His father, the previous earl, had been different. A naval officer, he had been made admiral after the bombardment of Alexandria in 1882, had become the British ambassador to St. Petersburg, and finally had been a minister in the government of Lord Salisbury. The Conservatives lost the general election of 1906, and Fitz’s father died a few weeks later-his end hastened, Fitz felt sure, by seeing irresponsible Liberals such as David Lloyd George and Winston Churchill take over His Majesty’s government.

Fitz had taken his seat in the House of Lords, the upper chamber of the British Parliament, as a Conservative peer. He spoke good French and he could get by in Russian, and he would have liked one day to be his country’s foreign secretary. Regrettably, the Liberals had continued to win elections, so he had had no chance yet of becoming a government minister.

His military career had been equally undistinguished. He had attended the army’s officer training academy at Sandhurst, and had spent three years with the Welsh Rifles, ending as a captain. On marriage he had given up full-time soldiering, but had become honorary colonel of the South Wales Territorials. Unfortunately an honorary colonel never won medals.

However, he did have something to be proud of, he thought as the train steamed up through the South Wales valleys. In two weeks’ time, the king was coming to stay at Fitz’s country house. King George V and Fitz’s father had been shipmates in their youth. Recently the king had expressed a wish to know what the younger men were thinking, and Fitz had organized a discreet house party for His Majesty to meet some of them. Now Fitz and his wife, Bea, were on their way to the house to get everything ready.

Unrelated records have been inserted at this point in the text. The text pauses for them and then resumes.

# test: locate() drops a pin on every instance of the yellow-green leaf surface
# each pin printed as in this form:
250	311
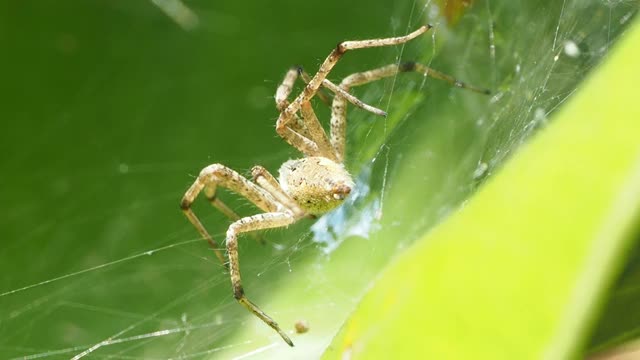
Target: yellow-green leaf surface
521	270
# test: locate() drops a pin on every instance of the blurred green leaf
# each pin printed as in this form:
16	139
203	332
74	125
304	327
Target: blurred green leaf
522	270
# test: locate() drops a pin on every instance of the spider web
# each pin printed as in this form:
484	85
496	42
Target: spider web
97	260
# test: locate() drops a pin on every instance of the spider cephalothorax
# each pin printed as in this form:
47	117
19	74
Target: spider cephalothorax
309	186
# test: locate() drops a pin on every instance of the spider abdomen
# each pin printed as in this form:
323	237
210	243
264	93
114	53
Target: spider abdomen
316	183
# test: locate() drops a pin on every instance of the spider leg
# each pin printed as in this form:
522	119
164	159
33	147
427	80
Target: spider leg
212	176
255	222
288	113
268	182
210	193
339	106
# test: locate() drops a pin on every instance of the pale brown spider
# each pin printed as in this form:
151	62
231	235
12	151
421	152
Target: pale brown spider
309	186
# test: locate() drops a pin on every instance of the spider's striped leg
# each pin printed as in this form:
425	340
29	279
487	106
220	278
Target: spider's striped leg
251	223
339	106
210	193
268	182
327	84
212	176
288	114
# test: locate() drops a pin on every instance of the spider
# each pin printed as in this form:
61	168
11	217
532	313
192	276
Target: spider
312	185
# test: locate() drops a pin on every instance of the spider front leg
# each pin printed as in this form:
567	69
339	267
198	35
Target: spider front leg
251	223
288	111
208	180
339	105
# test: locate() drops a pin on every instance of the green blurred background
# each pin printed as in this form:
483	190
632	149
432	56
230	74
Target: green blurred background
110	109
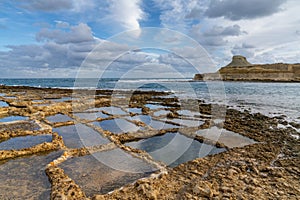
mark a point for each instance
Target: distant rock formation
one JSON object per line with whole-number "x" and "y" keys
{"x": 239, "y": 61}
{"x": 241, "y": 70}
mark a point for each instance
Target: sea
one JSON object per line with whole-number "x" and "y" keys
{"x": 269, "y": 98}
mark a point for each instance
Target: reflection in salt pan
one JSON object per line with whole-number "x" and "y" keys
{"x": 24, "y": 142}
{"x": 229, "y": 138}
{"x": 103, "y": 172}
{"x": 174, "y": 149}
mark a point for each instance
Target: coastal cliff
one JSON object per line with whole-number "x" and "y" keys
{"x": 241, "y": 70}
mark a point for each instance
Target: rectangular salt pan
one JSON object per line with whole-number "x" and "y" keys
{"x": 174, "y": 149}
{"x": 228, "y": 138}
{"x": 117, "y": 126}
{"x": 3, "y": 104}
{"x": 25, "y": 178}
{"x": 105, "y": 171}
{"x": 12, "y": 118}
{"x": 24, "y": 142}
{"x": 79, "y": 135}
{"x": 58, "y": 118}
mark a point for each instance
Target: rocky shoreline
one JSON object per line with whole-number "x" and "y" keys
{"x": 268, "y": 167}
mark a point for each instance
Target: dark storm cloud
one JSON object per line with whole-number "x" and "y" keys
{"x": 77, "y": 34}
{"x": 216, "y": 35}
{"x": 244, "y": 49}
{"x": 243, "y": 9}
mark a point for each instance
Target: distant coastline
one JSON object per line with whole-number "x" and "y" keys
{"x": 241, "y": 70}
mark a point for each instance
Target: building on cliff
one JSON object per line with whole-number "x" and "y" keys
{"x": 239, "y": 69}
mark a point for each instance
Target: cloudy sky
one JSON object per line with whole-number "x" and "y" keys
{"x": 58, "y": 38}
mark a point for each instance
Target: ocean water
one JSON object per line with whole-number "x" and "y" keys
{"x": 271, "y": 99}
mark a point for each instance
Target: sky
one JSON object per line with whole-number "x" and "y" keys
{"x": 64, "y": 38}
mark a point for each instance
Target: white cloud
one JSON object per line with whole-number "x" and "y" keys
{"x": 126, "y": 12}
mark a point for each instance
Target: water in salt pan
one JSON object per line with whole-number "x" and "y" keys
{"x": 117, "y": 125}
{"x": 79, "y": 135}
{"x": 114, "y": 110}
{"x": 188, "y": 113}
{"x": 24, "y": 142}
{"x": 59, "y": 118}
{"x": 154, "y": 106}
{"x": 12, "y": 118}
{"x": 91, "y": 115}
{"x": 25, "y": 178}
{"x": 61, "y": 99}
{"x": 158, "y": 125}
{"x": 174, "y": 149}
{"x": 135, "y": 110}
{"x": 161, "y": 112}
{"x": 229, "y": 138}
{"x": 186, "y": 122}
{"x": 3, "y": 104}
{"x": 103, "y": 172}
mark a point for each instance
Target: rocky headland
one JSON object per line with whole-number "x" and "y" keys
{"x": 241, "y": 70}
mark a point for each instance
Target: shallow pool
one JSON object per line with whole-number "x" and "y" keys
{"x": 24, "y": 142}
{"x": 174, "y": 148}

Fitz cherished traditions. Nothing known to mankind was superior to the comfortable order of monarchy, aristocracy, merchant, and peasant. But now, looking out of the train window, he saw a threat to the British way of life greater than any the country had faced for a hundred years. Covering the once-green hillsides, like a gray-black leaf blight on a rhododendron bush, were the terraced houses of the coal miners. In those grimy hovels there was talk of republicanism, atheism, and revolt. It was only a century or so since the French nobility had been driven in carts to the guillotine, and the same would happen here if some of those muscular black-faced miners had their way.

Fitz would gladly have given up his earnings from coal, he told himself, if Britain could go back to a simpler era. The royal family was a strong bulwark against insurrection. But Fitz felt nervous about the visit, as well as proud. So much could go wrong. With royalty, an oversight might be seen as a sign of carelessness, and therefore disrespectful. Every detail of the weekend would be reported, by the visitors’ servants, to other servants and thence to those servants’ employers, so that every woman in London society would quickly know if the king were given a hard pillow, a bad potato, or the wrong brand of champagne.

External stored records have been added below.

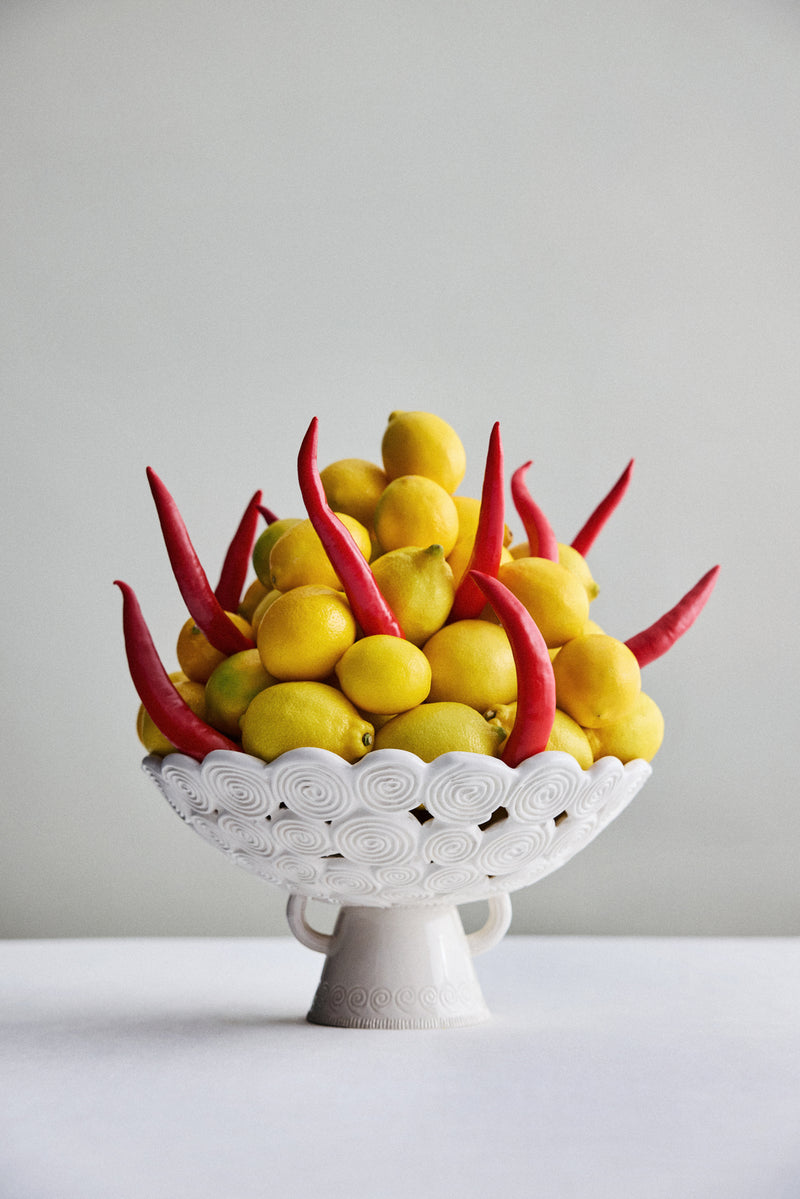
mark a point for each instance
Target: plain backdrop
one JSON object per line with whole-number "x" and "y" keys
{"x": 221, "y": 220}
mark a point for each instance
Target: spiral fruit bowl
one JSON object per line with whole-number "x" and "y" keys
{"x": 398, "y": 843}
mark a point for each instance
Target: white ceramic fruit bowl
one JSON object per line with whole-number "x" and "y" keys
{"x": 398, "y": 844}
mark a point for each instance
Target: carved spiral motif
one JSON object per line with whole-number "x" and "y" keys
{"x": 316, "y": 825}
{"x": 210, "y": 831}
{"x": 350, "y": 881}
{"x": 546, "y": 789}
{"x": 181, "y": 777}
{"x": 607, "y": 778}
{"x": 248, "y": 835}
{"x": 306, "y": 837}
{"x": 457, "y": 793}
{"x": 244, "y": 793}
{"x": 377, "y": 842}
{"x": 311, "y": 790}
{"x": 506, "y": 849}
{"x": 445, "y": 844}
{"x": 389, "y": 784}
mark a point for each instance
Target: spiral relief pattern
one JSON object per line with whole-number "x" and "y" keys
{"x": 317, "y": 826}
{"x": 181, "y": 776}
{"x": 456, "y": 790}
{"x": 250, "y": 835}
{"x": 318, "y": 790}
{"x": 239, "y": 791}
{"x": 389, "y": 784}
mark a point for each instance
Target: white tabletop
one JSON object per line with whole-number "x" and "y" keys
{"x": 612, "y": 1067}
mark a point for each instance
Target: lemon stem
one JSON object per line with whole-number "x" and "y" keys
{"x": 236, "y": 561}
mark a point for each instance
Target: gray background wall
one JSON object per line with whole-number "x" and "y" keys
{"x": 220, "y": 220}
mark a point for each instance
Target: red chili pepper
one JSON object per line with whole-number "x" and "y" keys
{"x": 368, "y": 606}
{"x": 469, "y": 598}
{"x": 541, "y": 538}
{"x": 235, "y": 566}
{"x": 268, "y": 513}
{"x": 170, "y": 714}
{"x": 653, "y": 642}
{"x": 204, "y": 607}
{"x": 535, "y": 680}
{"x": 585, "y": 538}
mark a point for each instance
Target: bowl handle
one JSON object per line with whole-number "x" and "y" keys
{"x": 494, "y": 928}
{"x": 301, "y": 929}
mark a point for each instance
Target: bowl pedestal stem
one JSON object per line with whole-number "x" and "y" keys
{"x": 400, "y": 968}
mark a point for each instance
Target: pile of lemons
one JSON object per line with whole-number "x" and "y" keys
{"x": 313, "y": 679}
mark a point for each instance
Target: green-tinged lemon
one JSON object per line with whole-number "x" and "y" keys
{"x": 292, "y": 715}
{"x": 433, "y": 729}
{"x": 196, "y": 655}
{"x": 415, "y": 511}
{"x": 417, "y": 585}
{"x": 230, "y": 688}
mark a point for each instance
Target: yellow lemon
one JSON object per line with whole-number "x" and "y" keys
{"x": 230, "y": 688}
{"x": 305, "y": 633}
{"x": 263, "y": 604}
{"x": 461, "y": 554}
{"x": 597, "y": 680}
{"x": 196, "y": 655}
{"x": 354, "y": 486}
{"x": 471, "y": 663}
{"x": 433, "y": 729}
{"x": 423, "y": 444}
{"x": 264, "y": 543}
{"x": 384, "y": 674}
{"x": 299, "y": 558}
{"x": 417, "y": 585}
{"x": 565, "y": 735}
{"x": 577, "y": 564}
{"x": 415, "y": 511}
{"x": 292, "y": 715}
{"x": 469, "y": 511}
{"x": 251, "y": 600}
{"x": 638, "y": 734}
{"x": 553, "y": 596}
{"x": 151, "y": 736}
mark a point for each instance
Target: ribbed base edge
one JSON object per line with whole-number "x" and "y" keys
{"x": 400, "y": 1022}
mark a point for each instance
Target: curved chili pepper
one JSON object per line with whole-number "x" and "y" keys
{"x": 585, "y": 538}
{"x": 368, "y": 606}
{"x": 268, "y": 513}
{"x": 469, "y": 598}
{"x": 653, "y": 642}
{"x": 170, "y": 714}
{"x": 236, "y": 564}
{"x": 204, "y": 607}
{"x": 535, "y": 679}
{"x": 541, "y": 538}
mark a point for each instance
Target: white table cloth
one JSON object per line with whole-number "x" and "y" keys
{"x": 633, "y": 1068}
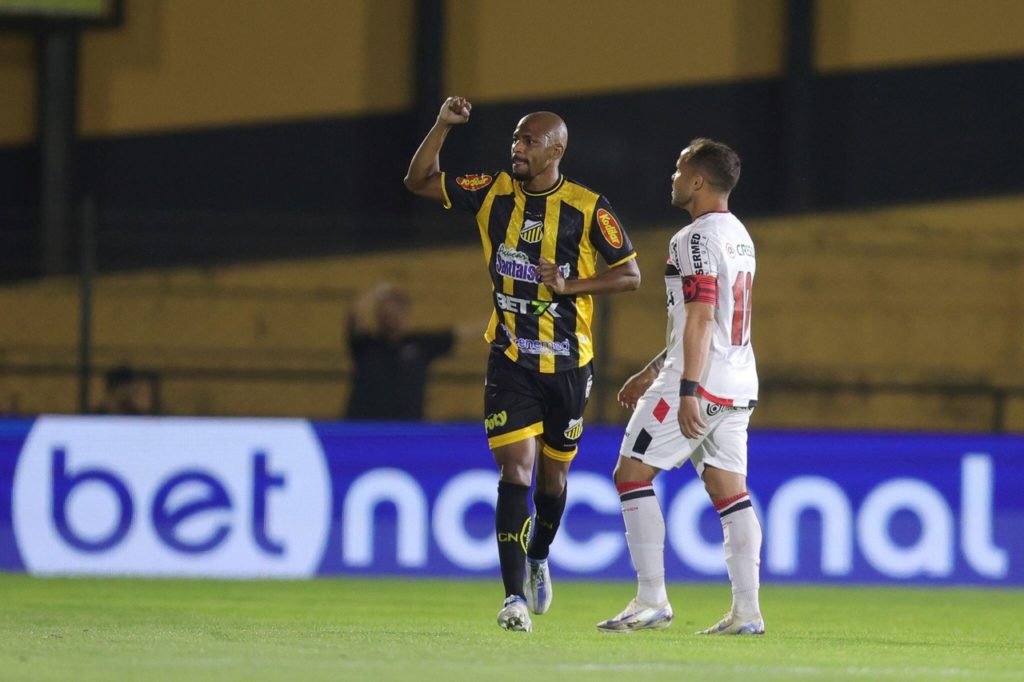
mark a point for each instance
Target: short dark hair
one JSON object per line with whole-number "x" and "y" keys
{"x": 716, "y": 161}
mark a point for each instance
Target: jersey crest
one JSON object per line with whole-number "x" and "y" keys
{"x": 609, "y": 228}
{"x": 473, "y": 182}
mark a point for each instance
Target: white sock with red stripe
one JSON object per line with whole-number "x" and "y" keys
{"x": 742, "y": 552}
{"x": 645, "y": 538}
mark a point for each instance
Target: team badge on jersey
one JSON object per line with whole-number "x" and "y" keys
{"x": 574, "y": 429}
{"x": 609, "y": 228}
{"x": 473, "y": 182}
{"x": 532, "y": 230}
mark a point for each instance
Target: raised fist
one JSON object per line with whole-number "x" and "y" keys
{"x": 455, "y": 111}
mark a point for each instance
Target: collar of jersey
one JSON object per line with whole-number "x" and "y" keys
{"x": 561, "y": 181}
{"x": 705, "y": 215}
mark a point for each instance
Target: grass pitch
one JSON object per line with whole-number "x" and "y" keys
{"x": 112, "y": 630}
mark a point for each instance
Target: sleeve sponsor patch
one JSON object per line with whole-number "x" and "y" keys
{"x": 699, "y": 289}
{"x": 609, "y": 227}
{"x": 473, "y": 182}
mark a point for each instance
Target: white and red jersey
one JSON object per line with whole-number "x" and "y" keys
{"x": 712, "y": 261}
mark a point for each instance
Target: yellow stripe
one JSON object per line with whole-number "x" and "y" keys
{"x": 517, "y": 435}
{"x": 587, "y": 265}
{"x": 445, "y": 201}
{"x": 549, "y": 251}
{"x": 483, "y": 215}
{"x": 508, "y": 284}
{"x": 559, "y": 455}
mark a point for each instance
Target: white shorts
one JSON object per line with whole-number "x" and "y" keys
{"x": 653, "y": 436}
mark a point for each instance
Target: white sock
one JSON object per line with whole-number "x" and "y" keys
{"x": 742, "y": 552}
{"x": 645, "y": 538}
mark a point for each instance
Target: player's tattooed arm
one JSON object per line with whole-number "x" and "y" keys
{"x": 424, "y": 176}
{"x": 638, "y": 384}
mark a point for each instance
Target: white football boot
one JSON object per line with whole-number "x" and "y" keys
{"x": 638, "y": 615}
{"x": 732, "y": 625}
{"x": 537, "y": 585}
{"x": 514, "y": 614}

Fitz’s Rolls-Royce Silver Ghost was waiting at Aberowen railway station. With Bea at his side he was driven a mile to Tŷ Gwyn, his country house. A light but persistent drizzle was falling, as it so often did in Wales.

“Tŷ Gwyn” was Welsh for White House, but the name had become ironic. Like everything else in this part of the world, the building was covered with a layer of coal dust, and its once-white stone blocks were now a dark gray color that smeared the skirts of ladies who carelessly brushed against its walls.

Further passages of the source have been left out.